When WWII came along and gas was rationed, the cars were not able to run on pure alcohol.
Prohibition was about forcing the moral concepts of one group on those of another. The fight for it went on for about 100 years before it became law.
Even the Navy and RCS did away with the “Rum Ration” in 1850 because it was not uncommon for three-fourths of the crew, including officers, to be drunk at anyone time. The RCS did experiment earlier and some captains had their crews sign a “temperance oath” but they were practical enough to know that the men needed an incentive. Instead of a liquor ration, they received money in kind. It amounted to about three cents a day but when a Seaman made $18 a month it wasn’t too bad.
The whole issue was about public morals. That said, there was a national epidemic in alcoholism. Even the medicines of the era were loaded up with it. Our old cough syrup, known as “GI Gin” was about 40% alcohol and spiked with codeine. Need a buzz, develop a cough and go to sick call.
The positive uptick from Prohibition was the much lowered number of cases of liver disease in the general public. The downside was the creation of organized crime. The latter is a case of unintended consequences when one group imposes its morality on another. March on Carrie Nation! See image: http://t3.gstatic.com/images?q=tbn:ANd9GcT0CG3ISTDIYvrlLa-L0CquzXVpBFfWq8MIJxlx14N0CfZP8dUa1A
Agree with Chuck – There has always been a taxing issue with alcohol going back to the Revolutionary War. That nor the issue with the evil “big oil” (so many reasons why that isn’t even a fair description of the industry back then) wanting to put a corner on the market. (Be very, very wary of who or where you hear these kinds of conspiracy theories from — They have their own agenda.)

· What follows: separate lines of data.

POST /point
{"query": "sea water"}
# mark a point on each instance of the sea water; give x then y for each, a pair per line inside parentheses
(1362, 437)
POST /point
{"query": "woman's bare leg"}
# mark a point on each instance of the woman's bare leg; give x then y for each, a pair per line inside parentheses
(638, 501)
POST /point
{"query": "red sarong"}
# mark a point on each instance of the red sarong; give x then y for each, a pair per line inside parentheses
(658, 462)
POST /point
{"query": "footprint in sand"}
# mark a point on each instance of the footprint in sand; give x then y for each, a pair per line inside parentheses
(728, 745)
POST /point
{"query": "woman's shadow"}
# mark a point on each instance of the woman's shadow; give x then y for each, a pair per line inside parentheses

The interesting thing about the drug issue, vs. the temperence/prohibition movement, is the connection to crime. There was some crime associated with alcoholism, mainly domestic violence and later, as motor vehicles came along DUIs, but this was nothing compared to the theft, burglary, and robbery that is occuring now due to drug addiction. Criminal activity in my county would be cut in half (at least) if there were no such things as drugs anymore.
I’m not sure why this issue is different with drugs compared to alcohol. There are psychologicial effect differences between the two, depending on the drug, but if I had to guess, I’d say some of it also has to do with the age of users of the different substances.